When they embrace, it becomes clear that the man has a bad tattoo of a butterfly on his thumb, and that the blonde has a worse tattoo of a Chinese character on the bronzed, airbrush-smooth expanse of skin above her shoulder-blade. For a split-second, it occurs to her that this man is the opposite of her sexual type, and that she would not under any circumstances get an awful Chinese character tattoo. In that moment, she is more afraid than she has ever been. She feels, inside her lizard brain, a cornered animal’s vibratory alarm. “I’m gonna miss you,” says the man. The blonde says something barely audible that sounds at first like “help, I need help,” but which actually turns out – she notices with some surprise, and then with horror – to be “yeah, I’m gonna miss you, too.”
“Be good,” he tells the blonde, pulling away from her abruptly enough that she has no time to consider whether or not this is a threat. Gently and compliantly, a little dazed, she lowers herself back down into the SUV, her eyes remaining on him as if staring long enough might help her solve the puzzle. As the car begins to move, a rush of images flash suddenly before her hazel eyes: a brunette woman gazing out of the glass windows of a beach house; two blonde women clinking coupe champagne glasses in a hot tub; the ex-boyfriend kissing her with one arm thrown around her shoulder, both of them dressed as if they are advertising Anthropologie; endless faces, all with the same white teeth as the former boyfriend, all the same bright and synthetic shade of spray-on tanner as her perfect body, all laughing and smiling stupidly, albeit attractively, at nothing in particular. Okay, she thinks, digging her French-manicured nails into her tiny, golden palm. Oh man.

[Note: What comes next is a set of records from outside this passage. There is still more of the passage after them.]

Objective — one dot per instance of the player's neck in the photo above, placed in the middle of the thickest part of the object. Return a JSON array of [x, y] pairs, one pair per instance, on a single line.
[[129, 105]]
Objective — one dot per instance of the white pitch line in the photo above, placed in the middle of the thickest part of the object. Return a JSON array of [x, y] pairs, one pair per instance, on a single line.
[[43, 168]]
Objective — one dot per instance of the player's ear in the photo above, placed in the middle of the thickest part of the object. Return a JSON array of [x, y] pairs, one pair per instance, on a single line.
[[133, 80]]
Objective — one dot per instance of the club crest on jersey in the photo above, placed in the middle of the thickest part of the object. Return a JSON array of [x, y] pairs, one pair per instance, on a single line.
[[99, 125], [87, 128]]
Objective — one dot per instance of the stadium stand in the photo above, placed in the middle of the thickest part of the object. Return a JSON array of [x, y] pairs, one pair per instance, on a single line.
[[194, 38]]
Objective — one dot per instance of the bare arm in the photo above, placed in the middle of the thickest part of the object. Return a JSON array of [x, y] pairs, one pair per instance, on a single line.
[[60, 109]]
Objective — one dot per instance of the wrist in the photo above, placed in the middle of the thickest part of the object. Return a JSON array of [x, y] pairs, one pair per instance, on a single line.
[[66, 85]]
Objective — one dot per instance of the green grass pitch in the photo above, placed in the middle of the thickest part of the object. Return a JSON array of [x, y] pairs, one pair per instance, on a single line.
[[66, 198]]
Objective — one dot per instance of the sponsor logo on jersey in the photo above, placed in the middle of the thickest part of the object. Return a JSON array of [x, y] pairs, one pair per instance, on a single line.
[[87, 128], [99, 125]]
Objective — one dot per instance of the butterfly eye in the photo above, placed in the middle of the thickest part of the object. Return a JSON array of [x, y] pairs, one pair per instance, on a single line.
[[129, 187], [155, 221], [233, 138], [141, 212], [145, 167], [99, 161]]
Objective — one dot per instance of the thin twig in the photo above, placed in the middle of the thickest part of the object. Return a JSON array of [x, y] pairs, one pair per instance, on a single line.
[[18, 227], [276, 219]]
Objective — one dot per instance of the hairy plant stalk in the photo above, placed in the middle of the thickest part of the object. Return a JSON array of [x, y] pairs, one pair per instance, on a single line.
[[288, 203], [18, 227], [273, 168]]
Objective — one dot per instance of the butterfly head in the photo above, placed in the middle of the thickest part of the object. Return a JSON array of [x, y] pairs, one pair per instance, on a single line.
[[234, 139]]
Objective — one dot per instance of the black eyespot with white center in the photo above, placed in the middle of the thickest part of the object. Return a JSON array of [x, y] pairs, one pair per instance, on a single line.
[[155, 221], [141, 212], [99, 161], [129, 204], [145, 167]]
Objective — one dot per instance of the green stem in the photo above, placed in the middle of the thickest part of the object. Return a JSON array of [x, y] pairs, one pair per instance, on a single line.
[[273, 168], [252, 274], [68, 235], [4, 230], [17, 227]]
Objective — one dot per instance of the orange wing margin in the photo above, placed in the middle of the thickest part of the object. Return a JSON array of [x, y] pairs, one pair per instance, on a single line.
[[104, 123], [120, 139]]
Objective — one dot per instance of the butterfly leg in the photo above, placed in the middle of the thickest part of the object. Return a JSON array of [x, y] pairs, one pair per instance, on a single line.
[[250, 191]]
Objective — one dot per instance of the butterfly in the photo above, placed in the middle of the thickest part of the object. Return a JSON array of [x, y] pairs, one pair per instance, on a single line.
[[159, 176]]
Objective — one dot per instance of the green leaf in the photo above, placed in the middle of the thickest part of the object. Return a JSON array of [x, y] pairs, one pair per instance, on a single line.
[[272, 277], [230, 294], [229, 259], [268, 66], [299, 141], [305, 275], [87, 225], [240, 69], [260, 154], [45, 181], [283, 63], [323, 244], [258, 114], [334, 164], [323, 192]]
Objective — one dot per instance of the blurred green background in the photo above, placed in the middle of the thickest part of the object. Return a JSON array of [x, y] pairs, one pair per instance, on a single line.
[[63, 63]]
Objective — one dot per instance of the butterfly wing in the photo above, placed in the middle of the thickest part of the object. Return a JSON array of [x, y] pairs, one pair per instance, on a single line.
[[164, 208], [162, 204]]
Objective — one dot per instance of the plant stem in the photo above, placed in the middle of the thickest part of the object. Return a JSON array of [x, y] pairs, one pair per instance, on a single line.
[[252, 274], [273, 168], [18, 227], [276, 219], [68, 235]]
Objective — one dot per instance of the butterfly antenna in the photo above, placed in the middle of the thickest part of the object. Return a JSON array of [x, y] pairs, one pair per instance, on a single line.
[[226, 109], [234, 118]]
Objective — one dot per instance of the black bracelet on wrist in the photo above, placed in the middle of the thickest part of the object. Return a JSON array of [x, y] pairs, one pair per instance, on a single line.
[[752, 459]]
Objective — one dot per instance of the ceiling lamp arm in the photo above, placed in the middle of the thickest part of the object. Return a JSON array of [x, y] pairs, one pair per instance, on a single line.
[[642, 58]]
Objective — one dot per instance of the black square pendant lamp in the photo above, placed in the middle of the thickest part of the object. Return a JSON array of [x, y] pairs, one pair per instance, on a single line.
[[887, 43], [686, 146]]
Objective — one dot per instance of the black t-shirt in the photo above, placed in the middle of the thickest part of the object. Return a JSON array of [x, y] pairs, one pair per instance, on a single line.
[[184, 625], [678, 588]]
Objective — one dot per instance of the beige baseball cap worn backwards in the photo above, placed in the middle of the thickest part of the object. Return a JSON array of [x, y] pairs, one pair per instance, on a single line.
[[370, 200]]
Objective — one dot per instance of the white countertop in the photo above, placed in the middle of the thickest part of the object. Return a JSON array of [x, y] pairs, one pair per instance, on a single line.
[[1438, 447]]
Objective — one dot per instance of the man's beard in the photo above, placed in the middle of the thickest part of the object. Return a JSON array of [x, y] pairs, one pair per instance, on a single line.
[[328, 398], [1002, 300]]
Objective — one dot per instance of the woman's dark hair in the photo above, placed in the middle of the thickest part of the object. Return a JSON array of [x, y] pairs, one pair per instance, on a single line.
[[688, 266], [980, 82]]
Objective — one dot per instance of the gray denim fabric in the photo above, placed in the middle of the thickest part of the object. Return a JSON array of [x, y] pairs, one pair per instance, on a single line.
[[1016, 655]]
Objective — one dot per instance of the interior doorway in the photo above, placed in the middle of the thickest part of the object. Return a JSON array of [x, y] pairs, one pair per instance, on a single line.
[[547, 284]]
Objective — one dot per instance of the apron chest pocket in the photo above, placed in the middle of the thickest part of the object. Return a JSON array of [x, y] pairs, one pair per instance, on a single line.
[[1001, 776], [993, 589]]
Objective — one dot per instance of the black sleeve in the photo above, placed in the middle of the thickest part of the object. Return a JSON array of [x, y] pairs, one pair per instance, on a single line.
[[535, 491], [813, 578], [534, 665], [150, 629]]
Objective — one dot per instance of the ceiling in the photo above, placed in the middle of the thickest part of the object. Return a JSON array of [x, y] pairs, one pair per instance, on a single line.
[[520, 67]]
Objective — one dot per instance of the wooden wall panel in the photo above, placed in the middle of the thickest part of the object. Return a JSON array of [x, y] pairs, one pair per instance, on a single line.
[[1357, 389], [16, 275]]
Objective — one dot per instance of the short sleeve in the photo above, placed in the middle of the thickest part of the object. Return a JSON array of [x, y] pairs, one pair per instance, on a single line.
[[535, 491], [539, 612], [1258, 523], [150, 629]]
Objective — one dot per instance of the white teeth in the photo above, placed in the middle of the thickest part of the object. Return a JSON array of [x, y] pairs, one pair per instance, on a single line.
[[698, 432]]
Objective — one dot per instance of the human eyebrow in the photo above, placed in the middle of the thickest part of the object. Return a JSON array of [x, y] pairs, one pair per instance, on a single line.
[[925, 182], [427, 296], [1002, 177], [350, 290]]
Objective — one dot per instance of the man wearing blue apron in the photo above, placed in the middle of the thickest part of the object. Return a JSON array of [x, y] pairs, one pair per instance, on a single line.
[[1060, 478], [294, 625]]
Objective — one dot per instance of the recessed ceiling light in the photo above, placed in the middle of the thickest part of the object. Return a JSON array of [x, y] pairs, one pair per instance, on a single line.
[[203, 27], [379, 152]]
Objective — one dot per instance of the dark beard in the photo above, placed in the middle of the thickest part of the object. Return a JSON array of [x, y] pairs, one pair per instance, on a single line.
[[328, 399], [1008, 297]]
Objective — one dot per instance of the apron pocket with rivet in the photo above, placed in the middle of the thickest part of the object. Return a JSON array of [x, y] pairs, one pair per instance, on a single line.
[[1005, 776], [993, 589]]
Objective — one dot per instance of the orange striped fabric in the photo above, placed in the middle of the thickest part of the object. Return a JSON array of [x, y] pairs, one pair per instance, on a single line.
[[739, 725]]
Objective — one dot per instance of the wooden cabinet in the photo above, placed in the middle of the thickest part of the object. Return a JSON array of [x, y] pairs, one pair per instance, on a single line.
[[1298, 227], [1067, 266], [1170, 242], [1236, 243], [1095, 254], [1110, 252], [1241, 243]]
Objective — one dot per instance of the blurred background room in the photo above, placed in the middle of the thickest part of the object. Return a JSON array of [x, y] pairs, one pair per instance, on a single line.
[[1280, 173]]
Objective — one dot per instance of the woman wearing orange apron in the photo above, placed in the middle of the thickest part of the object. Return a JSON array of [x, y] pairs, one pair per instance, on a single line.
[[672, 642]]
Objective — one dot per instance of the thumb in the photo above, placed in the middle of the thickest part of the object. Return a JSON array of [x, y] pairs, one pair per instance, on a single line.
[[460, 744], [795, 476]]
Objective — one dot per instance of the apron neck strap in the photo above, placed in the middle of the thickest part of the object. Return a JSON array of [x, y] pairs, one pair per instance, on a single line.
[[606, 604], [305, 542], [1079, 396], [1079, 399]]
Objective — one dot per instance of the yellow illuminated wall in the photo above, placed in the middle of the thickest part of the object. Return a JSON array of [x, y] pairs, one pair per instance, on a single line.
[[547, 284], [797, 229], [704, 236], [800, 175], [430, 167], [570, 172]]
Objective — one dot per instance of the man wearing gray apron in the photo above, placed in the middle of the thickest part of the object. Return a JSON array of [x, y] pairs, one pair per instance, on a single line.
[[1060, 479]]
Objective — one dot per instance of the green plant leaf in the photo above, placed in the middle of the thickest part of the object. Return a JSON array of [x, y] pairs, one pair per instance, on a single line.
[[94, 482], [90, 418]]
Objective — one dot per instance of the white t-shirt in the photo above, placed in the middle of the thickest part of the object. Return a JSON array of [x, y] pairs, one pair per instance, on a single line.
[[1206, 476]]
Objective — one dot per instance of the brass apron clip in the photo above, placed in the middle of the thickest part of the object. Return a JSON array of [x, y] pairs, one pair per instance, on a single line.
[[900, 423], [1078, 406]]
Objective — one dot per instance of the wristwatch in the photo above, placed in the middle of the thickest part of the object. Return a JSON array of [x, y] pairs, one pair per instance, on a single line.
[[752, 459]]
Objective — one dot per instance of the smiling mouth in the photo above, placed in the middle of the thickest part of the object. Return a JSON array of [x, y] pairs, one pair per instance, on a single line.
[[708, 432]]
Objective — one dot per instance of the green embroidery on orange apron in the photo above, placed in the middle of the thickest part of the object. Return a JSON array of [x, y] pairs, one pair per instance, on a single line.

The SUV reaches a standstill, and although they have been driving for some minutes, the blonde looks out of the window and sees that they have not moved more than three feet from her ex-boyfriend, who is standing with a look of solemn contemplation in his plaid shirt and his ugly slogan cap. They exchange a frightened glance, and at that moment the sizzling L.A. road and the assemblage of palm trees and the curiously flat Hollywood sign that were behind him slide immediately and smoothly to the left, a motion that reminds the blonde of the shuffling of a deck of playing cards, and in their place there is a lot, teeming with cameramen and best boys and middle-aged men in t-shirts clapping loudly. The blonde slides her hand over her mouth and tries to scream, a silent shout that the whooping and cheering men immediately mistake for an expression of delight; they are all shaking hands and hugging now, the celebration going on for so long that the blonde begins to worry that it might never conclude, her vision failing as if both her eyes were cameras panning out and fading to the closing credits. She remembers that the brunette in the painting that says “BLONDE” is, in fact, her, and that her real name is Veronica, not Kristen, and then after that she does not think or see or hear anything else at all.